Carta ao Flamengo
Flamengo, meu caro Flamengo;
De tanto te defender levei fama de te amar. Durante décadas acreditei que sua glória era lutar, que sua grandeza era ser o povo e sua graça ser imprevisível.
“Um dia eles se organizam e aí, fudeu!”.
Quem não disse ou ouviu essa frase? E aconteceu. Foram anos pra que se tornasse real, mas aconteceu.
O homem que liderou o clube no processo que o levou até o atual status sequer foi convidado para um “obrigado” na hora das conquistas. Tudo bem, politicagem é foda. A gente entende e o torcedor corrigiu o ato egoísta no próprio estádio em Lima.
Os seus torcedores, em maioria pobres, com sonhos, condições e expectativas semelhantes aos meninos do ninho já não se sentem confortáveis com tanta estima por dinheiro apenas.
Das arquibancadas, sumiram. Hoje só se você tiver financeiramente em “outro patamar”. Na hora de clamar pelos 40 milhões e vender a marca, fundamentais. Quando pra inclui-los, pague quem puder e que se dane o povo, o DNA, a “nossa gente”.
Flamengo, Flamengo… rico que esquece de onde veio acaba voltando.
Na mesa da CBF, diante de quem já fez o que com enorme atraso hoje você merecidamente conquista, esnobação e soberba. “Somos o único que…”. E voto vencido.
Na FERJ, chegou falando em dinheiro com o mundo em pânico clamando por saúde. A noite, teste positivo do seu treinador.
Nem assim, com a vida dando sinais?
É fácil “saber tudo” quando se herda o trabalho quase pronto. É mole botar a cereja e vender o bolo, mesmo que você tenha ajudado a escrever a receita.
Querem vender pro torcedor que o Flamengo está brigando contra tudo e todos como vítima. Na real o que está havendo nos bastidores do futebol é um clube tentando jogar sozinho, vender treino, ignorar todos os rivais, viver de títulos fáceis e destruir o produto que o sustenta em pé.
Não sou eu. São os clubes, as competições, a TV, os demais dirigentes e até parte dos rubro-negros não hipnotizados que estão assustados com tamanha soberba.
As faculdades de administração que ostentam os dirigentes do clube não ensinam a gerir paixão e sim negócios. Talvez aí esteja a falha brutal.

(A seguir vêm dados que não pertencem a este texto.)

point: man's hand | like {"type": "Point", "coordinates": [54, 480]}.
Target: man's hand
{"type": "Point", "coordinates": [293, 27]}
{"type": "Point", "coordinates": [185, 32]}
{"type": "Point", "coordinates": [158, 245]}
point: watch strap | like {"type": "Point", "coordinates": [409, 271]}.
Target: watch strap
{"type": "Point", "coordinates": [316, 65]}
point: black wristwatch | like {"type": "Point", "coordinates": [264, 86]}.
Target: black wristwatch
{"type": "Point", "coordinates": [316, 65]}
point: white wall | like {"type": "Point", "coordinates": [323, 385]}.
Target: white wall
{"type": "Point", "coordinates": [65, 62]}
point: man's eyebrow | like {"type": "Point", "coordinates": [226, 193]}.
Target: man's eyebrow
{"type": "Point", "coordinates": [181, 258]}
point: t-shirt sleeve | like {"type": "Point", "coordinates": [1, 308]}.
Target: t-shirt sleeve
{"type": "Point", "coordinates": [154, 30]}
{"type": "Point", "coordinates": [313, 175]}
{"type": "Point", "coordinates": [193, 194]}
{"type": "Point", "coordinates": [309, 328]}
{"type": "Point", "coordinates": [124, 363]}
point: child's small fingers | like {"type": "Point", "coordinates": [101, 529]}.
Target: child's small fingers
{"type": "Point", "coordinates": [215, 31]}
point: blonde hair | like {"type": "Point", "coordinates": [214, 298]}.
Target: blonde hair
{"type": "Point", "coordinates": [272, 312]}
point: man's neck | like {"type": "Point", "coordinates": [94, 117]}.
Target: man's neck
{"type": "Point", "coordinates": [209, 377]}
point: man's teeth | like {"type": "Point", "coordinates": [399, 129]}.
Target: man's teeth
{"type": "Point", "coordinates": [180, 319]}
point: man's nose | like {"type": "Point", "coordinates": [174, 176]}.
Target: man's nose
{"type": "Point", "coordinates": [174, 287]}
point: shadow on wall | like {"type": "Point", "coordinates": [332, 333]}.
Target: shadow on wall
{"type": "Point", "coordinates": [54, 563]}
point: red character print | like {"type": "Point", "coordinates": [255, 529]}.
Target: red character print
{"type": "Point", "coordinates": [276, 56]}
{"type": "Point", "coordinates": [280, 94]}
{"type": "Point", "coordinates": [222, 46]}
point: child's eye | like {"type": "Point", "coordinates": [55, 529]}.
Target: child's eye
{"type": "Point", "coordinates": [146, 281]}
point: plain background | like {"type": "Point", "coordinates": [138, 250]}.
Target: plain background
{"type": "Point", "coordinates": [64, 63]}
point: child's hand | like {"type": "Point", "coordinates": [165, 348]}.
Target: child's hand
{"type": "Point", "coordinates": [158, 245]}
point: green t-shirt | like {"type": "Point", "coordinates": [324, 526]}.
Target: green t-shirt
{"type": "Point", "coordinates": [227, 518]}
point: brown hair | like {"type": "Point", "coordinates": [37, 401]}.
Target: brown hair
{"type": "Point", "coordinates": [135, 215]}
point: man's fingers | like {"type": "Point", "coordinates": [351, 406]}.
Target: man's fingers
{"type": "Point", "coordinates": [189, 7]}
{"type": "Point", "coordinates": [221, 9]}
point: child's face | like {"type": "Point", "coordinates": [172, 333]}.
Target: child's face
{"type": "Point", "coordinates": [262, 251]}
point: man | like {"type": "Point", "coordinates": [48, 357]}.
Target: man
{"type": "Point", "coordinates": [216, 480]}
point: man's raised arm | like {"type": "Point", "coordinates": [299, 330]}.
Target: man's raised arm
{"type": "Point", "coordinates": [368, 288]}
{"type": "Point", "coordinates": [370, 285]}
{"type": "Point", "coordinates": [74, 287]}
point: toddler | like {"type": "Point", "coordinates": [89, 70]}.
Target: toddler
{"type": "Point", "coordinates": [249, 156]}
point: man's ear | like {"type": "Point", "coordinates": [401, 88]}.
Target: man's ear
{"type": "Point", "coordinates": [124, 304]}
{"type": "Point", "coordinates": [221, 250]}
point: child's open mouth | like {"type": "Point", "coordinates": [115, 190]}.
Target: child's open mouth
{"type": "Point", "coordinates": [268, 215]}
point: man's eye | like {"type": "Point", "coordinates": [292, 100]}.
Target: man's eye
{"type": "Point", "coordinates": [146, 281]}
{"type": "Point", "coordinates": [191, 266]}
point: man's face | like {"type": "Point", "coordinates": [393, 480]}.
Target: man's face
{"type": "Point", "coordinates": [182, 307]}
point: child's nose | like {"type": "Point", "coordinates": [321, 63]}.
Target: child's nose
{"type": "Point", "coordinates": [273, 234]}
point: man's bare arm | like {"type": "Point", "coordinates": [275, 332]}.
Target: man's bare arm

Um Flamengo que beira a perfeição no futebol. Que patina na própria arrogância fora de campo.
Mengão, olha só.
Tua grandeza está em quem você carrega, não no caneco que você levanta. Tua empatia com essa gente está em identificação, não em saldo bancário.

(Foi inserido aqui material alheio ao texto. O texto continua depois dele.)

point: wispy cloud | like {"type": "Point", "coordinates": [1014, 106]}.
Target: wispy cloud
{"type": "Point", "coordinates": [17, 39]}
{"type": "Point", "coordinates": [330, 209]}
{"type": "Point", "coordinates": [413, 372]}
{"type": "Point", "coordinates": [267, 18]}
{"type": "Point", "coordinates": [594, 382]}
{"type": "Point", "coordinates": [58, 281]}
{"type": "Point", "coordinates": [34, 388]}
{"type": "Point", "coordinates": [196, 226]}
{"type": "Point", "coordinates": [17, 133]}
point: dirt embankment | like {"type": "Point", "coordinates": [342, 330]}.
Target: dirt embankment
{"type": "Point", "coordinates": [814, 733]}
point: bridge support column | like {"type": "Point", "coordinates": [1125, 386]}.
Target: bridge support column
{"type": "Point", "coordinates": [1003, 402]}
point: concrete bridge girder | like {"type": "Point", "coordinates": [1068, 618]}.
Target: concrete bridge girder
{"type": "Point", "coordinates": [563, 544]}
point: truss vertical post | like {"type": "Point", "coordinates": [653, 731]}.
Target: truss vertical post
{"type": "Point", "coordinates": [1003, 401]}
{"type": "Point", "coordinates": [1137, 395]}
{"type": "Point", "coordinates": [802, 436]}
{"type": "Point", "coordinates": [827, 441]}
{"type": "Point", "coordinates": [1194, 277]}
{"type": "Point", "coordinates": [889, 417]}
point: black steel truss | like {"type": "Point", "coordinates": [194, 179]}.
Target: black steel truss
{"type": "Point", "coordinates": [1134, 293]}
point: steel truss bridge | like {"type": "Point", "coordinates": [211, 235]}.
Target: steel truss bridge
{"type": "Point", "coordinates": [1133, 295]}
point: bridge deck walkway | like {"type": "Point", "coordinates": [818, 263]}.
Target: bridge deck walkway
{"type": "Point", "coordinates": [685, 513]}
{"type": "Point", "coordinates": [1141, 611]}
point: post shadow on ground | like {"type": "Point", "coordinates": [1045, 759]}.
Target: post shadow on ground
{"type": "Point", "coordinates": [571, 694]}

Tua glória não é lutar. É representar a luta. Representar sua gente que auto proclama-se favelada.
Favelado quer sair da favela mas não quer esnobar quem ficou.
Favelado tem orgulho de onde veio.
Favelado não deixa os outros na mão.
Favelado quando fica rico não humilha pobre nem esquece de quem ajudou na dificuldade.
Favelado se diz “comunidade”. E comunidade é um todo, não a idéia do bem estar de um só em troca da destruição alheia.
Favelado é Flamengo. E o Flamengo, ainda é favela?
Dá pra ser vencedor sem ser odiado. Dá pra ser referência sem pisar nos outros. Dá pra ser minimamente inteligente em vender suas glórias como glórias e não obrigação.
Não é inveja do mundo pelo resultado. Todos os outros já os tiveram, inclusive mais vezes e antes de ti. Mas saber perder é fácil. Duro é saber ganhar.
Contra tudo e todos, não há outra alternativa se não perder. Sem todos, você não existe. Logo, contra todos, você não tem como vencer.
Há um bolo pra ser repartido e esse bolo é pequeno. Você pode tentar aumentar o bolo coletivamente ou tentar ter a maior fatia de um bolo cada vez menor.
Se és tão grande, seja a locomotiva do futebol brasileiro, não o trem descarrilhado.